The Space Council is a major political milestone for Europe in space, gathering ministers representing all 27 EU and/or ESA Member States in joint discussions aimed at developing an overall ‘European Space Programme’. It also represents the next major step in the reorganisation of the European space sector, which has included the Space White Paper process, the EU-ESA Framework Agreement, and the inclusion of Space in the EU Constitution.
|Edelgard Bulmahn and Laurens-Jan Brinkhorst|
The Space Council was chaired jointly by Edelgard Bulmahn, German Minister for Education and Research and current chair of the ESA Council, and Laurens-Jan Brinkhorst, Dutch Minister for Economic Affairs and current chair of the EU Competitiveness Council.
Speaking to reporters, Bulmahn said, “We all agree that space must be an essential part of EU policy. The EU and ESA have some very good examples of successful co-operation to build upon, including GALILEO and GMES. We are now looking forward to enlarging that co-operation across the board, with new projects that will respond to EU policy needs in communications, transport, environment and especially industry. We want every EU country to play a role in this and we want every country to benefit. A clear description of tasks, responsibilities and financial arrangements is now a priority.”
“This is a historic day,” said Brinkhorst. “We have taken a first step towards a European Space Programme that will support science and industry, as well as a Common Security and Defence Policy. The EU Constitution sees space as a new area of competence and, with our target of a European Space Programme by 2005, all European space activities will be launched from a single coherent platform.”
A clear vision for space activities
Representing the European Commission executive was Günther Verheugen, EC Vice-President and the newly instated Commissioner for Enterprise and Industry. “Space has now been confirmed as an EU policy domain in its own right, going far beyond research. Space activities will play an integral part as we pursue our goals in terms of competitiveness, including the Lisbon process of becoming the most powerful knowledge-based economy in the world. The level of funding is still too low, if space is to play this key role.
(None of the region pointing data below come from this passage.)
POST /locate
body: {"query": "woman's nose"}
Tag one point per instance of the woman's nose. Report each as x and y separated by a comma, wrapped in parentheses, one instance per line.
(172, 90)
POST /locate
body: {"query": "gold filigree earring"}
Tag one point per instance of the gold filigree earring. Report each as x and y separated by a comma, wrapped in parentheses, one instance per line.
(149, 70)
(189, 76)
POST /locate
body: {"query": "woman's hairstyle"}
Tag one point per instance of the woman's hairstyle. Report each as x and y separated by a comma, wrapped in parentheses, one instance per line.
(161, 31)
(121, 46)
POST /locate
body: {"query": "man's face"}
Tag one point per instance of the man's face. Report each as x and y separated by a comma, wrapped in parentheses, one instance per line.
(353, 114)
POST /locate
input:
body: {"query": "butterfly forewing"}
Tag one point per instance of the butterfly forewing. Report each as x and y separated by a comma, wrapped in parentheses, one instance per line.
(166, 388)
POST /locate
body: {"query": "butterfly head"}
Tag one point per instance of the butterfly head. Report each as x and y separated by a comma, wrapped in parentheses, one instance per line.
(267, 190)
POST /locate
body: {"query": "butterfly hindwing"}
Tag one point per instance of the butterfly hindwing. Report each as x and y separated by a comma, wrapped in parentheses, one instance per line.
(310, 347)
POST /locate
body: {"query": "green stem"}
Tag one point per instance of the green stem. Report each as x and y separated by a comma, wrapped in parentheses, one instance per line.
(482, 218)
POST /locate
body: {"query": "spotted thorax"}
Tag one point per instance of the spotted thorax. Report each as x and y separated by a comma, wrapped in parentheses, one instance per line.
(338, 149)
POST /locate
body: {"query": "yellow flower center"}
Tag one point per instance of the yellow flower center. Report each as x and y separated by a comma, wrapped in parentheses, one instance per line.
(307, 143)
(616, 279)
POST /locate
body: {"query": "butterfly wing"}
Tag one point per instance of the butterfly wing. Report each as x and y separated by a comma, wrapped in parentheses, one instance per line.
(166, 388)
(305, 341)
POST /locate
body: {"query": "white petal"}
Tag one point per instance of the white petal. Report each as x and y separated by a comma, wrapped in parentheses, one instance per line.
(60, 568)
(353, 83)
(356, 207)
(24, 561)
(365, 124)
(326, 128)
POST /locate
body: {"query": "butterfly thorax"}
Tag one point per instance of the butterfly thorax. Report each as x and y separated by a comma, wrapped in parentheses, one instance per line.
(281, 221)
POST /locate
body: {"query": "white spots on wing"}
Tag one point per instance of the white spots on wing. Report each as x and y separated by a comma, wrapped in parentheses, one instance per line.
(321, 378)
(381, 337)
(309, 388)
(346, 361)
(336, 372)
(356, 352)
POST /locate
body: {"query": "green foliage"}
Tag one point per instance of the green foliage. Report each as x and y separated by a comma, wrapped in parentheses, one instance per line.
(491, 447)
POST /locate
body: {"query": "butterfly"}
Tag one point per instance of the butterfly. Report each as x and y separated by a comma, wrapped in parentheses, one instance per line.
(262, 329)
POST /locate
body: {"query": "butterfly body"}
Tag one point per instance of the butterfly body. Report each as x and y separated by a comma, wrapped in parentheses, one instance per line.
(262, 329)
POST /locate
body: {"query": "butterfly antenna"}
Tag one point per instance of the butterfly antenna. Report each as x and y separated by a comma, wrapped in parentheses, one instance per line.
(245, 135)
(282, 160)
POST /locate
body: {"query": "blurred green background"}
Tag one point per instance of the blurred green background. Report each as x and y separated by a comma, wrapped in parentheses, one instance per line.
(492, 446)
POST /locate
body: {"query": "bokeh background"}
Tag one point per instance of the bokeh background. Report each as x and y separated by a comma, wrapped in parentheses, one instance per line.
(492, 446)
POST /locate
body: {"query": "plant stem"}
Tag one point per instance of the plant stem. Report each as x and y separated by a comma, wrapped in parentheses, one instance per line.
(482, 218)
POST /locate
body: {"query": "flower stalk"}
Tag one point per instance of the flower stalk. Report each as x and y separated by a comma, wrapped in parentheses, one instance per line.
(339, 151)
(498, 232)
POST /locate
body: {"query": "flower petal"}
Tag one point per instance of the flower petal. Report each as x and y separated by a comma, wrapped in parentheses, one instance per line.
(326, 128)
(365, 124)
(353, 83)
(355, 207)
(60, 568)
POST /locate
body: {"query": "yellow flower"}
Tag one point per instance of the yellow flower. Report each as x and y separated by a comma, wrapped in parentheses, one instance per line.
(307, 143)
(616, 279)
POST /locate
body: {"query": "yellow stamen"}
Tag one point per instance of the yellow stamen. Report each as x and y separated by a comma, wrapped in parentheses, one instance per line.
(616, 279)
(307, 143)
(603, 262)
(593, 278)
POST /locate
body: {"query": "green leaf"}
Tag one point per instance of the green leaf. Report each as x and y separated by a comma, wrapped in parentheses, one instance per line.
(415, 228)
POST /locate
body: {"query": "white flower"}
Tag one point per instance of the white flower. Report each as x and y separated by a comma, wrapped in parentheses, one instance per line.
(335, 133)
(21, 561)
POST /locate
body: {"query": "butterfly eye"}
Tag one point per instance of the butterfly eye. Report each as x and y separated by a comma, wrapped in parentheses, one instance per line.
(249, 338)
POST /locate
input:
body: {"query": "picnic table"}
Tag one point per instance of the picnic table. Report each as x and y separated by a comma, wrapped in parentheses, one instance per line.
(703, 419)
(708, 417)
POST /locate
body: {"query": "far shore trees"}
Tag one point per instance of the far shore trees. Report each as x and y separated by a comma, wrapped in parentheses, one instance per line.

We believe that our European institutions, as the primary users of space, should back our efforts, not just with money but with a clear vision of where we want to go.”
Representing the ESA executive was Jean-Jacques Dordain, ESA Director-General. He praised the work of both the EU and ESA in bringing about the Space Council. “It has been just six months since the EU-ESA Framework Agreement on co-operation entered into force. In that time we have managed to organise ourselves with a strong sense of motivation and enthusiasm. We know that space has already changed the lives of European citizens. We have a long history of success behind us. Now, with the EU and ESA working together, we can do even more.”
Again, Verheugen: “What we know is that we must now be concrete and user-oriented. We must demonstrate directly and immediately that each and every one of the activities we are engaged in is real of real value to the European citizen.”
An ambitious scheduleThe European Space Programme is to be defined in concept by the end of 2005. It will constitute a common, inclusive and flexible platform encompassing all activities and measures to be undertaken by the EC, ESA and other stakeholders, including national organisations, in order to achieve the objectives set by the overall European Space Policy.
A second Space Council is now planned to take place in Spring 2005, to define general governance and industrial policy principles, to identify priorities and establish roles and responsibilities.